Née à Bouillargues le 29 novembre 1842, sa vocation se développe enfant, alors qu’elle accompagne son père à l’hôpital de Nîmes.
Le métier qu’il exerce l’amène à construire des brancards pour transporter les malades. Elle y observe les sœurs qui soignent les patients et qui vont lui confier progressivement de menues tâches. Mariée à 15 ans à Lyon, à un conducteur d'omnibus, elle élève pendant quelques années ses trois enfants tout en poursuivant le rêve de devenir médecin.
Déterminée, elle se présente en 1866 devant le doyen de la faculté de médecine de Paris et lui demande son autorisation pour s'inscrire en médecine.
Charles Adolphe Wurtz, chimiste reconnu et progressiste, lui demande de passer d’abord le baccalauréat. Depuis 1861, la voie du baccalauréat est ouverte pour les femmes grâce à Julie-Victoire Daubié, une institutrice des Vosges, première femme française à l’avoir obtenu.
Elle décroche en 1869, en candidate libre, son baccalauréat lui permettant de s’inscrire en faculté de médecine.
La question doit toutefois être évoquée en Conseil des ministres car en 1867, le Conseil de l’Instruction publique s’était prononcé contre l’entrée des femmes en médecine, jugeant cette admission contraire aux mœurs et aux conditions sociales. Avec le soutien de l’Impératrice Eugénie, défenseuse de la cause féminine et l’accord du Conseil des ministres, Madeleine Brès devient officiellement en 1869 la première étudiante française en médecine.
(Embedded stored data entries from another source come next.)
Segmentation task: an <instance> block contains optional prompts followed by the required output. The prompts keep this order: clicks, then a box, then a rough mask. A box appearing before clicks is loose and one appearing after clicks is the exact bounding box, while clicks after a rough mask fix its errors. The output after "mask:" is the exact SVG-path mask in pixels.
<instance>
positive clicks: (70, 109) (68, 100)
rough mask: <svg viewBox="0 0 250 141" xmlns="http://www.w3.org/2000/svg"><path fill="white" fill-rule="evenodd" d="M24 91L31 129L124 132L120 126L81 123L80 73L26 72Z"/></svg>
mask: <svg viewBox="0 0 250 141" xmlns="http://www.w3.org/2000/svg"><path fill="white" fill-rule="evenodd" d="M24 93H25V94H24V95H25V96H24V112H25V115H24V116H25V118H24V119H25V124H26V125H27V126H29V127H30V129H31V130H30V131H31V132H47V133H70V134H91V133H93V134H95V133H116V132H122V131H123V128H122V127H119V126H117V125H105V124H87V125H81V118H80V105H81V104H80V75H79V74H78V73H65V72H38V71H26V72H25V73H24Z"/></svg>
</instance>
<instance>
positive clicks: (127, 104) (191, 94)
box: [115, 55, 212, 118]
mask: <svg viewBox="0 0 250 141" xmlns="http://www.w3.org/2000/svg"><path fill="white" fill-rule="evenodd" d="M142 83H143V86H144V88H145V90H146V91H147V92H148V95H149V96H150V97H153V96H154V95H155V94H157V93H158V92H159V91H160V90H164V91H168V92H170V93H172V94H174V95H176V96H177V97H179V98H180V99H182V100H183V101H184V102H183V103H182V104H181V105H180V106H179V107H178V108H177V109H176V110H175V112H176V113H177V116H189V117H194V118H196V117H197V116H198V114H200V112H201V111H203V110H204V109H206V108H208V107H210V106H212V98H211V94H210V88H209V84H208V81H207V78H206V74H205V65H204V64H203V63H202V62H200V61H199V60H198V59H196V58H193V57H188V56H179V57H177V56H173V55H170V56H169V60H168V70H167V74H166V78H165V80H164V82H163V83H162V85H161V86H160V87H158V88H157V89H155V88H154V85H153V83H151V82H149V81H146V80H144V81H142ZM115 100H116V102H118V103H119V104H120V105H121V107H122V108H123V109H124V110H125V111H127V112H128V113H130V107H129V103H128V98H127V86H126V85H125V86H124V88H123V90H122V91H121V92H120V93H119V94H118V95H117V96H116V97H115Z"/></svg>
Elle doit toutefois obtenir l’accord de son mari car à la fin du 19e siècle, les femmes mariées sont encore jugées irresponsables en droit français.
Lors de la guerre franco-allemande en 1870 puis lors de l’épisode de la Commune de Paris, Madeleine Brès remplace les médecins partis au front et soigne les nombreux blessés qui arrivent en urgence dans les hôpitaux.
Elle est alors reconnue pour ses capacités de médecin, sa disponibilité et son sérieux.
En 1875 à l’âge de 33 ans, elle devient officiellement la première femme médecin en France.
Elle pratique pendant 50 ans une médecine préventive auprès des futures et jeunes mamans et écrit plusieurs livres de puériculture. Elle part en Suisse dans les années 1890, missionnée par le ministre de l’Intérieur pour étudier l’organisation et le fonctionnement des crèches. De retour à Paris, elle fonde une crèche garderie.
Elle décède à Paris en 1921 dans le dénuement le plus total, presque aveugle et oubliée de tous.